Die Nachrichten aus den Manufakturdistrikten und namentlich aus Manchester lauten mit jedem Tage günstiger. Die Forderungen der Spinner wurden flotter bewilligt und in manchen Fällen hatte eine Preißerhöhung statt. Der Aufschwung des Eisenbahn-Geschäfts scheint der Hauptgrund dieser Besserung zu sein.

Die Bank von England hat ihren Disconto bis auf 3 % ermäßigt und fast durchgängig ist man der Ansicht, daß binnen Kurzem eine weitere Ermäßigung von 1/2 % statt haben wird. Bekanntlich stand der Disconto im Herbst 1845 auf 2 1/2 %. Gute Wechsel wurden schon seit mehreren Tagen zu diesem Satze in der City angenommen.

Zur Statistik der Verhandlungen des Unterhauses erhalten wir einige Beiträge durch die nach der Motion des Hrn. Brotherton gedruckten Returns über diesen Gegenstand. Danach betrug die Zahl der Stunden, welche das Unterhaus in der Session von 1847/48 saß: 1,407 1/2 ; Zahl der Stunden nach Mitternacht 134 [unleserliches Material]. Zahl der Eintragungen bei den Voten der verschiedenen Tage: 10,412. Zahl der Tage, während denen das Haus saß: 170; die Durchschnitts-Zeit per Tag: 8 Stunden 16 3/4 Minuten.

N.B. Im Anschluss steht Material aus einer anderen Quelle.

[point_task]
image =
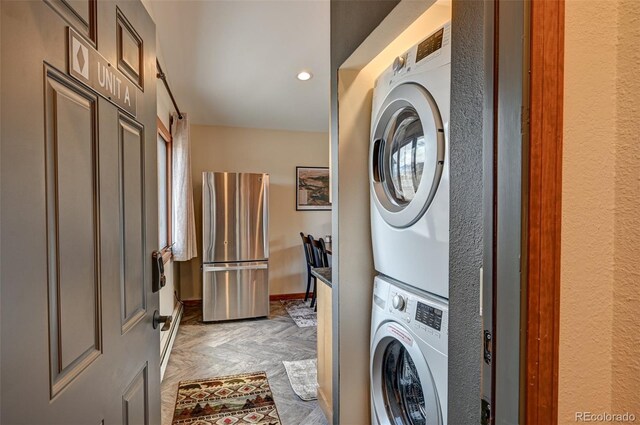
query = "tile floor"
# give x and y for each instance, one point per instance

Die Zahl der Abstimmungen war: 255; von diesen waren 190 vor Mitternacht; 42 nach Mitternacht.

Französische Republik.
Paris, 3. Nov.

Felix Pyat's Rede in der gestrigen Nationalversammlung über das Recht auf Arbeit ruft ein allgemeines Zetergeschrei in der konservativen Presse hervor. "Man sprach Euch neulich", begann Pyat auf der Bühne, "von zwei Prätendenten auf die Präsidentschaft der Republik. Ich erscheine vor Euch, um Euch von einem Dritten zu sprechen - der Arbeit." Man kann sich denken, welcher Sturm dieser Anfang in unserer Bourgeoiskammer hervorrief. "Es gibt Reiche und Arme", sagte er weiter, "der Reichthum gehört dem Volke, möge er zum Volke zurückkehren." An einer andern Stelle "....Wir (Proletarier) wollen weder Pariser Brodzettel, noch Buzancais'sche Guillotinenzettel.... Die Februarrevolution zog auf Frankreich einen Wechsel, der unbezahlt blieb und den das Volk vier Monate nach der Ausstellung (im Juni) selbst protestirte."

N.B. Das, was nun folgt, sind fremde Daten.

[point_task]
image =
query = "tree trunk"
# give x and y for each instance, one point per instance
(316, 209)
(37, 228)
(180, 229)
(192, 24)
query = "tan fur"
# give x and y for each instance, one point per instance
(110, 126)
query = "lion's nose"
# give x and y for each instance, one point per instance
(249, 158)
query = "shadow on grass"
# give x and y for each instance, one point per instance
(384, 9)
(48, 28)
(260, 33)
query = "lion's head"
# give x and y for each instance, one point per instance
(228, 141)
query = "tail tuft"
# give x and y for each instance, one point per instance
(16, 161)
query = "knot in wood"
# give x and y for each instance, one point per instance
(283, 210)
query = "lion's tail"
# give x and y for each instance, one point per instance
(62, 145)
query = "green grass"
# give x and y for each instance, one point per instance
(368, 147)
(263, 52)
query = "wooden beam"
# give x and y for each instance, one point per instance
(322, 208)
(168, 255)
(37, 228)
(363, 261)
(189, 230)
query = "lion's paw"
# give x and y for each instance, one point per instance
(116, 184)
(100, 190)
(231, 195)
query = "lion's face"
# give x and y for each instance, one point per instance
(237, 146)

Grandin, Dufaure, Corbon und Andre wetteiferten mit einander auf der Bühne, um diesen Aufruf an die "wilden Leidenschaften" zu bekämpfen. Die "Debats" erklären geradezu, das Junifeuer glühe noch unter der Asche - dasselbe sei mal eteint - es müsse besser ausgelöscht werden. Der "Constitutionnel erklärt Pyat für einen sozialistischen Schwärmer oder vielmehr für einen schwärmerischen Sozialisten, der den Teufel wisse was Association heiße, der die Keckheit habe, den "Meuchelmord" zu rechtfertigen u. s. w.

Das Geheul der übrigen Blätter hat keine Bedeutung.

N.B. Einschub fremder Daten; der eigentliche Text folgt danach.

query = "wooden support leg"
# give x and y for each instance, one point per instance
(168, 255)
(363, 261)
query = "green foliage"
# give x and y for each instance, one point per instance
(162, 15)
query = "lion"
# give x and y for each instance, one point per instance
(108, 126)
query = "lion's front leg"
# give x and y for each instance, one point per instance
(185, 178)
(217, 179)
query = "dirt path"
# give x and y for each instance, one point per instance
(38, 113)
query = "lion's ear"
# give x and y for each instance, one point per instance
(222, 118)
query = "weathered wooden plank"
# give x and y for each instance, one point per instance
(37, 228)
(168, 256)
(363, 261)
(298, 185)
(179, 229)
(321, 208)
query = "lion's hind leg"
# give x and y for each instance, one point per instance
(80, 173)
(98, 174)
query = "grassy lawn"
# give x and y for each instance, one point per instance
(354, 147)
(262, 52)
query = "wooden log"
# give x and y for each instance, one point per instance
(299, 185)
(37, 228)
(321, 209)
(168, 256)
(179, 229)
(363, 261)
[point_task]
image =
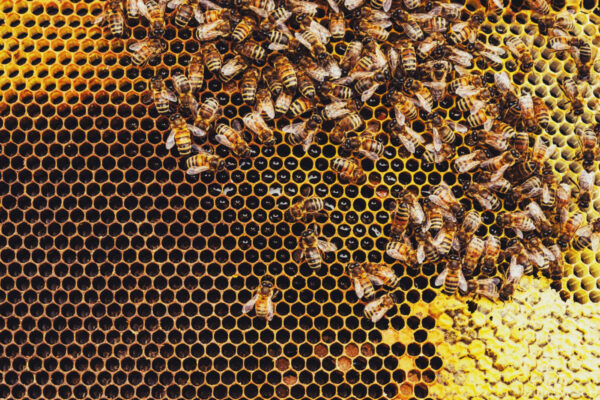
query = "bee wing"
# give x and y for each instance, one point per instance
(439, 281)
(248, 306)
(326, 246)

- Wir hören diesen Vormittag, daß Cavaignac in Unterhandlung stehe, das bisherige ultrareaktionäre philippistische Blatt unter La Balette, "Assemblee Nationale", an sich zu kaufen, um seine sehr stark gefährdete Präsidentenkandidatur zu unterstützen.

- Gestern wurden am Quai St. Bernard abermals 800 Kleinbürger nach Algerien eingeschifft - wir sagen Kleinbürger, weil wir unter allen Emigranten nicht eine einzige Blouse bemerkten. Alle waren zu unserm Erstaunen in fast eleganten Anzügen, sowohl Männer als Frauen.

- Zu Oraison (Niederalpen) haben sehr bedenkliche Unruhen wegen der 45-Centimensteuer stattgefunden. Der Einmischung des Präfekten und einer Abtheilung des 22. leichten Infanterieregiments gelang es doch, die Volkswuth zu beschwichtigen, die sich unter dem Geschrei "Nieder mit den Tyrannen!" Luft zu machen drohte. Aus einigen anderen Orten der Republik laufen ähnliche Berichte über neue Ruhestörungen ein.

- Seit vorgestern haben wir hier eine Art demokratischen Journalisten-Kongreß. In seiner ersten Sitzung beschloß er folgende Fragen zur Berathung in den nächsten Sitzungen zu bringen: 1) Gegenseitige politische Association aller Journale republikanischer Farbe sowohl in den Departements als in Paris. 2) Gründung einer politischen Korrespondenz auf die Grundlagen der Gegenseitigkeit hin. 3) Gründung einer Unterstützungskasse für arbeitsunfähig gewordene republikanische Journalisten. 4) Gründung einer allgemeinen Demokratenkasse. 5) Oertliches und Speciales etc.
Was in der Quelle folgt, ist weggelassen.